🦶70. Climbing Stairs

Grind 75 | Easy | July 25, 2022

You are climbing a staircase. It takes n steps to reach the top.

Each time you can either climb 1 or 2 steps. In how many distinct ways can you climb to the top?

Example 1

Input: n = 3
Output: 3
Explanation: There are three ways to climb to the top.
1. 1 step + 1 step + 1 step
2. 1 step + 2 steps
3. 2 steps + 1 step

Example 2

Input: n = 2
Output: 2
Explanation: There are two ways to climb to the top.
1. 1 step + 1 step
2. 2 steps

This is a relatively easier question compared to the ones we have solved before. Given that I had done the coin change problem before this, I knew to apply the same idea of dynamic programming here. We are given an integer n, and we can either take 1 or 2 steps. The steps is essentially the number of coins and n is the amount in our coin change problme. So, like we did in coin change, we will follow similar steps. We will calculate the unique number of ways to climb for every value starting at 1 till n. This way, we break the original problem into smaller problem until it becomes easy to answer.

Example 1, our n is 3 and we have coin 1 and 2. In order to find the uniques climbing ways for 3, we need to start at 1 and go all the way till three. NOTE: we will say that if n is 0, the ways to climb is 1. The reason why we start with this assumption will be clear in second. n = 1, then if we take 1 step, we can climb n. we cannot climb 1 with our step size 2. Therefore, when n = 1, number of unique ways to climb is 1. n = 2, when n is 2, we can directly take 2 steps or we could take 1 + 1 steps.
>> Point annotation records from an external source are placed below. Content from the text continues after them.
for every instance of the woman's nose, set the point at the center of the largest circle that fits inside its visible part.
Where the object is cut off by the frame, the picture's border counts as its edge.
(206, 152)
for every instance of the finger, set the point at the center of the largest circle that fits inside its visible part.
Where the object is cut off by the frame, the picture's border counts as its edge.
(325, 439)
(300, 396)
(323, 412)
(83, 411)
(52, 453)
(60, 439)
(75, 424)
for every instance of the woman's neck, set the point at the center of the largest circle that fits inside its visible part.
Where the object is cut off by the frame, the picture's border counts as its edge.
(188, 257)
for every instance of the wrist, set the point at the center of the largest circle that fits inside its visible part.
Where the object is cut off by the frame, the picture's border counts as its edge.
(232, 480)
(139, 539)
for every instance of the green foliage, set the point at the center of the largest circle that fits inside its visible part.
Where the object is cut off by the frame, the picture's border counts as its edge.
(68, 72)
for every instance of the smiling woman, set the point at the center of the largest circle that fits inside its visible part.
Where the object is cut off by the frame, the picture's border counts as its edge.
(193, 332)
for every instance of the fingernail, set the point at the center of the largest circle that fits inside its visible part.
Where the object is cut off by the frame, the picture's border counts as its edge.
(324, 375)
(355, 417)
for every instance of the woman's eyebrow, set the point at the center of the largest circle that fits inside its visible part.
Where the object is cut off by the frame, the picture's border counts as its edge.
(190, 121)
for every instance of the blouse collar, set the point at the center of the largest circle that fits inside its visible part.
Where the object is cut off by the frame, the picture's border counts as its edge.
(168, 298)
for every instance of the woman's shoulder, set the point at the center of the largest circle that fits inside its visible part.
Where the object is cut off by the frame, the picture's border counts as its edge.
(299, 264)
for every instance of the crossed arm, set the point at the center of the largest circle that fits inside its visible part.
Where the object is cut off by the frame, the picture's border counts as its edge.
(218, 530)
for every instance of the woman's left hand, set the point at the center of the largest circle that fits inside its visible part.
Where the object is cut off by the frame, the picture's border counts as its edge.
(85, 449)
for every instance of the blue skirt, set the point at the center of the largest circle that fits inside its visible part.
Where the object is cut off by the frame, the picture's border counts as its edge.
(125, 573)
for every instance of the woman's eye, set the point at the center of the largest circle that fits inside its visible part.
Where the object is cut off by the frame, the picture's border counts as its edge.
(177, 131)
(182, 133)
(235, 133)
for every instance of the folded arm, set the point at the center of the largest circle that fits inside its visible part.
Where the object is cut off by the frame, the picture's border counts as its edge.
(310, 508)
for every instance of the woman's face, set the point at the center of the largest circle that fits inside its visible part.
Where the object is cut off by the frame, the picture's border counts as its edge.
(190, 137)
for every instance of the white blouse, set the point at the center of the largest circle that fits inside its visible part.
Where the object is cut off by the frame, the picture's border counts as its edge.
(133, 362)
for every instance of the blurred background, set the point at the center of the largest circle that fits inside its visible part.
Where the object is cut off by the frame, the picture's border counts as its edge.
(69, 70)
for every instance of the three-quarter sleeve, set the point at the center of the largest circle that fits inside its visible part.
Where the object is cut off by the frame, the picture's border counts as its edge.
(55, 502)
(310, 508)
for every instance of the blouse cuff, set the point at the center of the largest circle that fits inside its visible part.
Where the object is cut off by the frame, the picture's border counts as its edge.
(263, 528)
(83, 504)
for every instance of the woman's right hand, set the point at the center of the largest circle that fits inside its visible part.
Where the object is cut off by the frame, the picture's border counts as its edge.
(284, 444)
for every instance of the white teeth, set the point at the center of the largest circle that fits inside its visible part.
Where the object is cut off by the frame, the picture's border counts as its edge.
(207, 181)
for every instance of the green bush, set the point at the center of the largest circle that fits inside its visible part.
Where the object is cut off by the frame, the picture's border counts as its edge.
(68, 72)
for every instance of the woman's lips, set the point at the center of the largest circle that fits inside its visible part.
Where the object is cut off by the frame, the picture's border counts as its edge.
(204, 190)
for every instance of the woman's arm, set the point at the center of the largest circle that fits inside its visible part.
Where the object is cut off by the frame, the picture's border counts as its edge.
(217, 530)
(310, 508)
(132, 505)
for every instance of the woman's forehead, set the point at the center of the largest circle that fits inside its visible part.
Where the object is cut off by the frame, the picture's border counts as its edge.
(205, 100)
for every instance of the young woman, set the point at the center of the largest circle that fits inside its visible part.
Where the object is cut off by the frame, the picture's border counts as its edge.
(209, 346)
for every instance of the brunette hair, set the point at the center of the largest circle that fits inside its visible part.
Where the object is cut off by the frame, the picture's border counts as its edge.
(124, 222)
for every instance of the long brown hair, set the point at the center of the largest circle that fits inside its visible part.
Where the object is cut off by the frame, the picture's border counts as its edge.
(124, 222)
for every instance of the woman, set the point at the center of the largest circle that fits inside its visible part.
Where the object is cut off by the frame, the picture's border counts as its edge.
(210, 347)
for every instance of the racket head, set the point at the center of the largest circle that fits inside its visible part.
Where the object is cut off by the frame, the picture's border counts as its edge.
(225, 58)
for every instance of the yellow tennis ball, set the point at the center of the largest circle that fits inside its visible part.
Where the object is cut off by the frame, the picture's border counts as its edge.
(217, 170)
That gives us two unique ways to climb the stairs.

ALGORITHM: we subtract n by both the possible steps (2 and 1 in this case). 2 - 1 gives you 1. We know that for n = 1, there is 1 unique way. Next, 2 - 2 = 0. When we started we made the assumption that if n = 0, unique ways is 1. So 2 - 2 = 0 which results in 1 unique ways. Sum all unique ways you get when you subtract n by 1 and 2 and that will be your answer for n. We got 1 when we subtracted n(2 in this case) by 1 and we got 1 unique way when we subtracted n(2 in this case) by 2. In total we get 2 unique ways to climb when n = 2.

n = 3. We will use the algorithm we developed. We first subtract 3 - 1 = 2. We found earlier that there are 2 unique ways when n = 2. Next, we subtract 3 - 2 = 1. We know that when n = 1, there is 1 unique way. So, our final sum or the number of unique ways to climb n =3 is 3(2+1).

class Solution:
    def climbStairs(self, n: int) -> int:
        # store the number of ways we can climb for values from 0 -> n
        # NOTE: when n = 0, we say we can take 1 step 
        ways = [1]
        
        for i in range(1, n+1):
            number_of_ways = 0
            
            # make sure the subtraction is not negative
            if i - 1 >= 0: 
                number_of_ways += ways[i-1]
            
            if i - 2 >= 0: 
                number_of_ways += ways[i-2]
            
            ways.append(number_of_ways)
        
        return ways[n]